Page 44 of Blood and Sand


Font Size:

“Is everything all right?” Sam asked cautiously.

No sense in beating around the bush. “Why is Sullivan suddenly letting us go, after we’ve only been here a day?”

The Egyptologist—Doc— didn’t say anything, only walked to the door and let himself out.

Sam watched him go, then turned back to the mortar and pestle. “I guess he already has all the people he needs after all.”

“Bullshit,” Alistair snapped. “Men like Sullivan never have enough of anything. Was it him you were meeting with today? What did he want?” He swallowed against a sudden constriction in his throat. “What have you done?”

“I haven’t done anything!” Sam spun around, holding the pestle in his hand. Its end was covered in a deep blue powder.

“Then what are you going to do?”

Sam hesitated long enough Alistair knew he’d been right. “I’m fixing things,” he said at last. “Starting with you and our friends.”

“We can take care of ourselves.”

“Obviously not, since you ended up here,” Sam shot back.

Alistair swayed as if he’d been slapped. “What the hell, Sam?”

Sam started to put a hand to his mouth as if to catch the words, then remembered he was holding the pestle. “I didn’t mean that. It’s not true—it’s my fault you’re here, not yours.”

“You—”

“I helped figure out the look-away hex,” Sam said over him. “I didn’t notice that Luke, a man I sat beside almost every day for months, was killing people. I—” he caught himself. “It doesn’t matter. The point is, you’re in this situation because of me, and now I’ve fixed it.”

Every instinct screamed at him that this wasn’t leading anywhere good. “What did you promise Sullivan?”

Sam shook his head. “I can’t tell you.”

The gulf of air between them suddenly felt impassable. Alistair wanted to demand the truth, insist Sam tell him everything, no matter what trouble it might cause with Sullivan. But from the stubborn look on his face, he knew Sam wasn’t going to give in.

“Fine,” he said.

“Please.” Sam took a step forward and stopped. “For once in your life, you just have to trust me.”

“I do trust you,” Alistair protested.

“Then prove it.”

Fur and feathers.

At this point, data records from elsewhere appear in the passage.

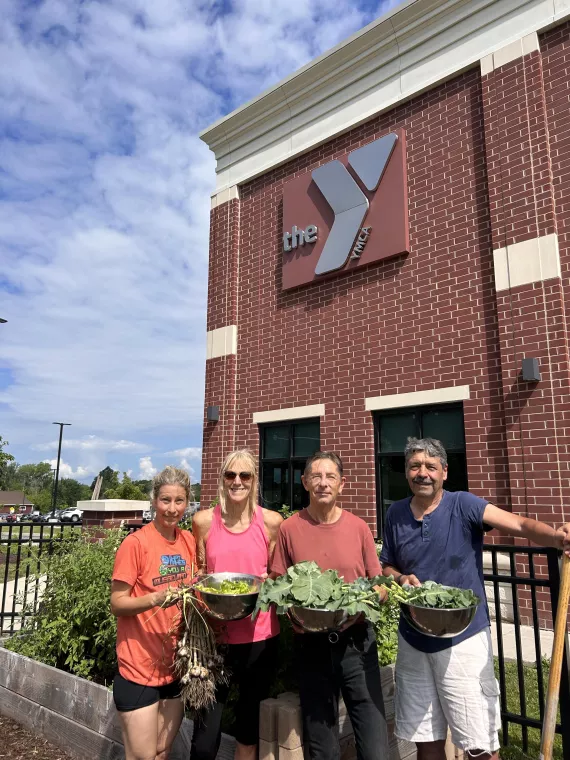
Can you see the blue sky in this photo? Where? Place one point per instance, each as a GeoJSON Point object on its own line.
{"type": "Point", "coordinates": [104, 210]}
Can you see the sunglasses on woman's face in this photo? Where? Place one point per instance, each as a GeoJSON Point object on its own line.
{"type": "Point", "coordinates": [245, 477]}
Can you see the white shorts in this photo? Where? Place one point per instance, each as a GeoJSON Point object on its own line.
{"type": "Point", "coordinates": [455, 687]}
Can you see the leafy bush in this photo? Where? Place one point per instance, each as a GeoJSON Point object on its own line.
{"type": "Point", "coordinates": [74, 629]}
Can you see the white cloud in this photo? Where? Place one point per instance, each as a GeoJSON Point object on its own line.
{"type": "Point", "coordinates": [104, 205]}
{"type": "Point", "coordinates": [146, 468]}
{"type": "Point", "coordinates": [191, 452]}
{"type": "Point", "coordinates": [185, 465]}
{"type": "Point", "coordinates": [67, 471]}
{"type": "Point", "coordinates": [95, 443]}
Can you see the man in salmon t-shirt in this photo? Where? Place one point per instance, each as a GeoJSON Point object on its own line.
{"type": "Point", "coordinates": [346, 662]}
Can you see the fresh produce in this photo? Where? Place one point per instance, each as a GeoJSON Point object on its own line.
{"type": "Point", "coordinates": [197, 663]}
{"type": "Point", "coordinates": [306, 585]}
{"type": "Point", "coordinates": [235, 588]}
{"type": "Point", "coordinates": [436, 596]}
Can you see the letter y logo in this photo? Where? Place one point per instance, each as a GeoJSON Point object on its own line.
{"type": "Point", "coordinates": [346, 199]}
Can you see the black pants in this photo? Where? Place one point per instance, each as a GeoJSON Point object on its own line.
{"type": "Point", "coordinates": [349, 666]}
{"type": "Point", "coordinates": [252, 668]}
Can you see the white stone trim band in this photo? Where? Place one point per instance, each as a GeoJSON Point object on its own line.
{"type": "Point", "coordinates": [229, 194]}
{"type": "Point", "coordinates": [292, 413]}
{"type": "Point", "coordinates": [523, 263]}
{"type": "Point", "coordinates": [221, 342]}
{"type": "Point", "coordinates": [405, 52]}
{"type": "Point", "coordinates": [510, 52]}
{"type": "Point", "coordinates": [418, 398]}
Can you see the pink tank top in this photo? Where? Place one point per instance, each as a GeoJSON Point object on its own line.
{"type": "Point", "coordinates": [246, 552]}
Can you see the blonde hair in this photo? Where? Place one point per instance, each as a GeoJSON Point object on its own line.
{"type": "Point", "coordinates": [247, 456]}
{"type": "Point", "coordinates": [171, 476]}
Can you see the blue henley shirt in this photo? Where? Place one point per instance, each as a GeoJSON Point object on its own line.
{"type": "Point", "coordinates": [445, 547]}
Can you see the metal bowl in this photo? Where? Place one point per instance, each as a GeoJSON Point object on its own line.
{"type": "Point", "coordinates": [228, 606]}
{"type": "Point", "coordinates": [438, 623]}
{"type": "Point", "coordinates": [318, 621]}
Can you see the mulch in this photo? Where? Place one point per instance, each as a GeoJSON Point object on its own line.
{"type": "Point", "coordinates": [19, 744]}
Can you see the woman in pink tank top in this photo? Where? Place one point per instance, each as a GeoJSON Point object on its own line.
{"type": "Point", "coordinates": [238, 536]}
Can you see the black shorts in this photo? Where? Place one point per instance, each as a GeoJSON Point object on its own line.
{"type": "Point", "coordinates": [252, 668]}
{"type": "Point", "coordinates": [132, 696]}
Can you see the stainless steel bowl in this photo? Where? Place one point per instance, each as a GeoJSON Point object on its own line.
{"type": "Point", "coordinates": [441, 624]}
{"type": "Point", "coordinates": [228, 606]}
{"type": "Point", "coordinates": [318, 621]}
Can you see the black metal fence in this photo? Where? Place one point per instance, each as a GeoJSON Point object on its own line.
{"type": "Point", "coordinates": [533, 579]}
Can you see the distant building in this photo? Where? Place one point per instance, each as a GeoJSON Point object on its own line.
{"type": "Point", "coordinates": [14, 501]}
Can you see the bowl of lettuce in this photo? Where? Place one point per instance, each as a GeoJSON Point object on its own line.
{"type": "Point", "coordinates": [227, 596]}
{"type": "Point", "coordinates": [436, 610]}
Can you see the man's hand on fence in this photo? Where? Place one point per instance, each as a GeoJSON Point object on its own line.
{"type": "Point", "coordinates": [563, 538]}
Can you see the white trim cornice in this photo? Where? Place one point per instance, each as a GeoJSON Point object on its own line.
{"type": "Point", "coordinates": [401, 54]}
{"type": "Point", "coordinates": [291, 413]}
{"type": "Point", "coordinates": [417, 398]}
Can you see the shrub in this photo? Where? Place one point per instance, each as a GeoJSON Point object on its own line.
{"type": "Point", "coordinates": [73, 629]}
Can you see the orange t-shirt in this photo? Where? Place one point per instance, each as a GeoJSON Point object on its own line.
{"type": "Point", "coordinates": [145, 642]}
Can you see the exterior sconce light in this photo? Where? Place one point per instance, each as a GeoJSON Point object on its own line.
{"type": "Point", "coordinates": [213, 413]}
{"type": "Point", "coordinates": [530, 371]}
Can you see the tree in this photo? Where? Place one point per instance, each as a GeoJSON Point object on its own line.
{"type": "Point", "coordinates": [5, 460]}
{"type": "Point", "coordinates": [126, 490]}
{"type": "Point", "coordinates": [34, 477]}
{"type": "Point", "coordinates": [144, 485]}
{"type": "Point", "coordinates": [110, 479]}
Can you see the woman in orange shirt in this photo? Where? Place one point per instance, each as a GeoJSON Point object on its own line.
{"type": "Point", "coordinates": [148, 562]}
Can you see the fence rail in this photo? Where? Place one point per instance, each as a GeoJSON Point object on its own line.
{"type": "Point", "coordinates": [531, 571]}
{"type": "Point", "coordinates": [532, 577]}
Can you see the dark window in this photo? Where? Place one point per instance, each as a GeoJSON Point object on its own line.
{"type": "Point", "coordinates": [392, 429]}
{"type": "Point", "coordinates": [284, 450]}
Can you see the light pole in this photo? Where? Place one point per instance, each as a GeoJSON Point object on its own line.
{"type": "Point", "coordinates": [61, 426]}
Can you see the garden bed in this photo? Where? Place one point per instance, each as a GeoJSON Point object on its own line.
{"type": "Point", "coordinates": [72, 713]}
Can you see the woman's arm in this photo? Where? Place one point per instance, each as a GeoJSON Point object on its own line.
{"type": "Point", "coordinates": [271, 520]}
{"type": "Point", "coordinates": [201, 523]}
{"type": "Point", "coordinates": [125, 605]}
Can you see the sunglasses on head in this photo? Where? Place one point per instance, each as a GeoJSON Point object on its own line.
{"type": "Point", "coordinates": [245, 477]}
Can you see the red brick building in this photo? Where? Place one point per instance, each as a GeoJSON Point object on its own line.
{"type": "Point", "coordinates": [427, 336]}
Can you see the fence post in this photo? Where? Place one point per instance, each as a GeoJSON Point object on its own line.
{"type": "Point", "coordinates": [564, 699]}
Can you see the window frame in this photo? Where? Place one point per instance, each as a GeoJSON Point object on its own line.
{"type": "Point", "coordinates": [419, 410]}
{"type": "Point", "coordinates": [291, 461]}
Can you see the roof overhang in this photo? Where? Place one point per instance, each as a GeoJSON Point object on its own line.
{"type": "Point", "coordinates": [403, 53]}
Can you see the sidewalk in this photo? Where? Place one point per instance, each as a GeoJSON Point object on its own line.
{"type": "Point", "coordinates": [527, 642]}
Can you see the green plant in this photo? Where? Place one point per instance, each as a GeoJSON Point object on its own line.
{"type": "Point", "coordinates": [73, 629]}
{"type": "Point", "coordinates": [305, 584]}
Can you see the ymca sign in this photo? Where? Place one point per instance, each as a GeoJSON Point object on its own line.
{"type": "Point", "coordinates": [346, 214]}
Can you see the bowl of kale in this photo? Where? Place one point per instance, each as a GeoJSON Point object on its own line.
{"type": "Point", "coordinates": [436, 610]}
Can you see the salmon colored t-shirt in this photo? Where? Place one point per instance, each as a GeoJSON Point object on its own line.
{"type": "Point", "coordinates": [346, 546]}
{"type": "Point", "coordinates": [149, 562]}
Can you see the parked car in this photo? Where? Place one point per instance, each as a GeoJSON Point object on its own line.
{"type": "Point", "coordinates": [71, 515]}
{"type": "Point", "coordinates": [51, 519]}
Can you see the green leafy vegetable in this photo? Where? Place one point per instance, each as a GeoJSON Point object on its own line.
{"type": "Point", "coordinates": [436, 596]}
{"type": "Point", "coordinates": [306, 585]}
{"type": "Point", "coordinates": [234, 588]}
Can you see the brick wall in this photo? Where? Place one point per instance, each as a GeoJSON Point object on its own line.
{"type": "Point", "coordinates": [486, 168]}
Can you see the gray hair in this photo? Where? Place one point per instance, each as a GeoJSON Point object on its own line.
{"type": "Point", "coordinates": [430, 446]}
{"type": "Point", "coordinates": [318, 455]}
{"type": "Point", "coordinates": [171, 476]}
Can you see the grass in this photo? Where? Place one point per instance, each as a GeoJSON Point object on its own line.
{"type": "Point", "coordinates": [514, 749]}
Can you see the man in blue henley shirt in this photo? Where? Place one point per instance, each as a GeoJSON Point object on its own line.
{"type": "Point", "coordinates": [438, 535]}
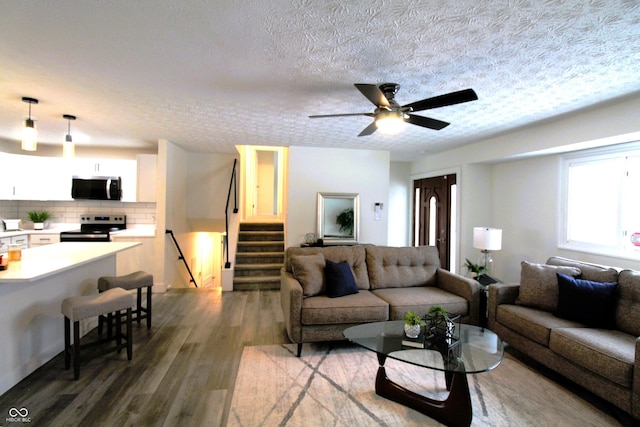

Alistair took a deep breath, then let it out slowly, trying to loosen the tightness in his throat and chest. “All right. But if…I don’t know, if things get bad, or you need help, come to me.” He turned toward the door. “Before it’s too late.”

Sam didn’t have long to recover from his argument with Alistair. Almost as soon as he left, Paladino returned with some other men, all of them carrying the crates holding the assorted tomb-loot of Neferneferuaten. It took up most of the lab; tomorrow, he’d have to tell Glenda to join the rank and file of the hexmen in the scriptoriums for a bit.

She might even be relieved. Her nerves hadn’t faded from the encounter with Turner, and though she hadn’t said anything, he could tell she wasn’t happy with the job anymore.

He couldn’t blame her. She must be shaken from Luke’s betrayal—she’d known him far longer, been much closer to him, than Sam had. And she knew that put her under suspicion, that her life depended on whether a bunch of violent people believed her story or not…

Yeah. Sam wasn’t the only one seeing the dark side of their jobs right now.

She’d be all right. He’d make sure of it.

Doc reappeared as the last of the crates were being put in place. Once everyone else had filed out and Sam locked the door to the lab, he said, “So all of this is a joke, right? Sullivan doesn’t actually want us to make a resurrection hex for him.”

“It’s not a joke.”

“You’ve got to be kidding me.” Doc flung up his hands. “I know rich people aren’t like the rest of us, but he can’t seriously believe in any of this!”